Final answer:
To calculate the current price of the bond, use the present value formula. Calculate the Macaulay duration by finding the present value of each cash flow and multiplying it by the time it is received.
Step-by-step explanation:
To calculate the current price of the bond, we can use the present value formula. The bond pays an annual coupon of 6%. Let's assume the face value is $1000. The bond pays coupon monthly, so the monthly coupon payment is (0.06/12) * 1000 = $5. The bond has a 10-year maturity, so the total number of coupon payments is 10 * 12 = 120. The current price of the bond can be calculated as the present value of all the future cash flows (coupon payments and face value). Using a discount rate of 4%, we can use the present value formula to find the current price. The formula is: Current Price = (Coupon Payment / Discount Rate) * (1 - (1 + Discount Rate)^-n) + (Face Value / (1 + Discount Rate)^n) where n is the number of periods. Plugging in the values, we get: Current Price = (5 / 0.04) * (1 - (1 + 0.04)^-120) + (1000 / (1 + 0.04)^120) = $936.09.

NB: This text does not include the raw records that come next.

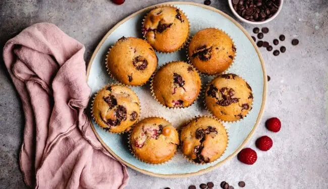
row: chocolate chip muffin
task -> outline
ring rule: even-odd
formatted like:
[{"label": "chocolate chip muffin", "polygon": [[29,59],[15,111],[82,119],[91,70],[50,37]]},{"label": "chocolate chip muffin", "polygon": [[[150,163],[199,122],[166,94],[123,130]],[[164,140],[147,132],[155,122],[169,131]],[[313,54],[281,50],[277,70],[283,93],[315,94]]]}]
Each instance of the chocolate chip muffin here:
[{"label": "chocolate chip muffin", "polygon": [[225,121],[237,121],[246,116],[252,109],[252,88],[236,74],[223,74],[207,86],[205,102],[216,117]]},{"label": "chocolate chip muffin", "polygon": [[180,141],[182,152],[197,163],[211,162],[224,153],[228,134],[220,121],[212,117],[197,117],[182,128]]},{"label": "chocolate chip muffin", "polygon": [[154,49],[145,40],[123,37],[110,49],[106,61],[110,74],[118,81],[139,86],[151,77],[158,59]]},{"label": "chocolate chip muffin", "polygon": [[144,20],[142,33],[156,50],[175,51],[184,45],[189,33],[189,21],[179,9],[161,7],[152,10]]},{"label": "chocolate chip muffin", "polygon": [[183,61],[174,61],[161,67],[151,82],[154,97],[170,108],[186,107],[192,104],[200,91],[197,72]]},{"label": "chocolate chip muffin", "polygon": [[236,47],[226,33],[215,28],[198,32],[188,49],[190,62],[200,73],[213,75],[227,70],[235,58]]},{"label": "chocolate chip muffin", "polygon": [[108,85],[99,90],[92,104],[95,122],[112,133],[128,131],[140,112],[139,98],[131,89],[120,85]]},{"label": "chocolate chip muffin", "polygon": [[130,137],[133,153],[149,163],[161,163],[177,151],[179,136],[176,129],[162,118],[148,117],[136,124]]}]

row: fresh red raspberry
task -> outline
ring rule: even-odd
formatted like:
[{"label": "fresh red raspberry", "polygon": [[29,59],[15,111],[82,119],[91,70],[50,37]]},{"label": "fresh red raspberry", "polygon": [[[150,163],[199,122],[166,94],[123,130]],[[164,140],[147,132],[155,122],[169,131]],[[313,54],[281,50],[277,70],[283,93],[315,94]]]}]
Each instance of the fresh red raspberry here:
[{"label": "fresh red raspberry", "polygon": [[242,149],[238,153],[238,158],[239,161],[248,165],[253,165],[257,159],[256,152],[250,148]]},{"label": "fresh red raspberry", "polygon": [[256,147],[262,151],[268,151],[272,147],[274,143],[272,139],[268,136],[262,136],[256,140]]},{"label": "fresh red raspberry", "polygon": [[277,133],[280,131],[281,122],[277,117],[271,117],[266,120],[265,122],[265,126],[266,126],[266,128],[268,130],[272,132]]},{"label": "fresh red raspberry", "polygon": [[112,0],[115,4],[117,5],[122,5],[124,3],[125,0]]}]

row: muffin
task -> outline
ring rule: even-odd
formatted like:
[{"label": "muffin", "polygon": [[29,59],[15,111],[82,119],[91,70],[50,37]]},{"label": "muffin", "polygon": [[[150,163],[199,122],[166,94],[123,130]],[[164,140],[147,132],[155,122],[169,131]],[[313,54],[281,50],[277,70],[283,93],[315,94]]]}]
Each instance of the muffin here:
[{"label": "muffin", "polygon": [[161,67],[151,84],[156,99],[170,108],[191,105],[198,97],[201,87],[198,73],[183,61],[174,61]]},{"label": "muffin", "polygon": [[202,74],[212,75],[227,70],[232,64],[236,47],[224,32],[207,28],[198,32],[188,49],[190,62]]},{"label": "muffin", "polygon": [[237,121],[246,116],[252,109],[252,88],[236,74],[221,75],[207,86],[205,102],[216,117],[225,121]]},{"label": "muffin", "polygon": [[179,9],[161,7],[146,16],[142,32],[147,41],[158,51],[171,52],[184,45],[189,33],[189,21]]},{"label": "muffin", "polygon": [[148,117],[133,127],[130,137],[133,153],[146,163],[158,164],[171,159],[179,145],[176,129],[162,118]]},{"label": "muffin", "polygon": [[110,49],[106,64],[110,74],[118,81],[139,86],[151,77],[158,60],[154,49],[146,41],[123,36]]},{"label": "muffin", "polygon": [[128,131],[140,112],[139,98],[130,89],[114,85],[99,90],[92,104],[95,122],[112,133]]},{"label": "muffin", "polygon": [[182,128],[182,153],[197,163],[211,162],[224,153],[228,134],[221,122],[212,117],[196,118]]}]

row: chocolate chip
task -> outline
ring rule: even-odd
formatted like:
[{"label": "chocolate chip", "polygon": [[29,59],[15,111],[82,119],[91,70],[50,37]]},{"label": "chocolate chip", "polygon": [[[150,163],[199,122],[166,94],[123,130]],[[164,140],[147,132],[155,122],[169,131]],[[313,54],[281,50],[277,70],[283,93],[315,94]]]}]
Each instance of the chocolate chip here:
[{"label": "chocolate chip", "polygon": [[263,37],[264,37],[264,35],[262,32],[260,32],[257,34],[257,38],[260,39],[263,39]]},{"label": "chocolate chip", "polygon": [[258,27],[254,28],[253,29],[253,32],[254,33],[258,33],[258,32],[260,32],[260,29],[258,28]]},{"label": "chocolate chip", "polygon": [[199,185],[199,187],[200,187],[200,188],[202,188],[202,189],[206,188],[206,185],[203,183],[200,184],[200,185]]},{"label": "chocolate chip", "polygon": [[138,56],[133,59],[132,64],[137,70],[144,70],[148,66],[148,61],[144,57]]},{"label": "chocolate chip", "polygon": [[[267,14],[267,13],[266,14],[268,15],[270,13]],[[269,32],[269,29],[265,27],[264,27],[264,28],[262,28],[261,31],[262,31],[262,32],[263,32],[263,33],[267,33]]]},{"label": "chocolate chip", "polygon": [[272,47],[271,45],[269,45],[266,47],[266,50],[268,51],[270,51],[274,49],[274,47]]},{"label": "chocolate chip", "polygon": [[212,182],[207,182],[207,187],[214,187],[214,184]]},{"label": "chocolate chip", "polygon": [[278,56],[278,55],[279,55],[279,54],[280,54],[280,52],[279,52],[279,51],[278,50],[275,50],[274,51],[274,55]]},{"label": "chocolate chip", "polygon": [[204,2],[204,4],[205,5],[210,5],[211,4],[210,0],[205,0]]},{"label": "chocolate chip", "polygon": [[256,45],[259,47],[262,47],[263,46],[263,41],[258,41],[257,42],[257,43],[256,43]]},{"label": "chocolate chip", "polygon": [[244,181],[240,181],[239,182],[238,182],[238,185],[241,187],[244,187],[246,185],[246,184],[245,183]]},{"label": "chocolate chip", "polygon": [[292,44],[293,45],[297,45],[299,41],[297,39],[294,39],[292,40]]}]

To calculate the Macaulay duration of the bond, we need to find the present value of each cash flow and multiply it by the time it is received. The Macaulay duration is the weighted average time until the cash flows are received. We can use the same discount rate of 4% to find the present value of each cash flow and multiply it by the corresponding time period. Summing these values gives us the Macaulay duration. Modified convexity is a measure of the sensitivity of the bond's price to changes in interest rates. It can be calculated using the formula: Modified Convexity = (1 / Current Price) * (Sum of (Present Value * Time Period^2)). Using the same discount rate of 4%, we can find the present value of each cash flow and calculate the modified convexity using the formula. Estimate the price of the bond when the annual effective yield rate is raised to 4.8% using second-order approximation.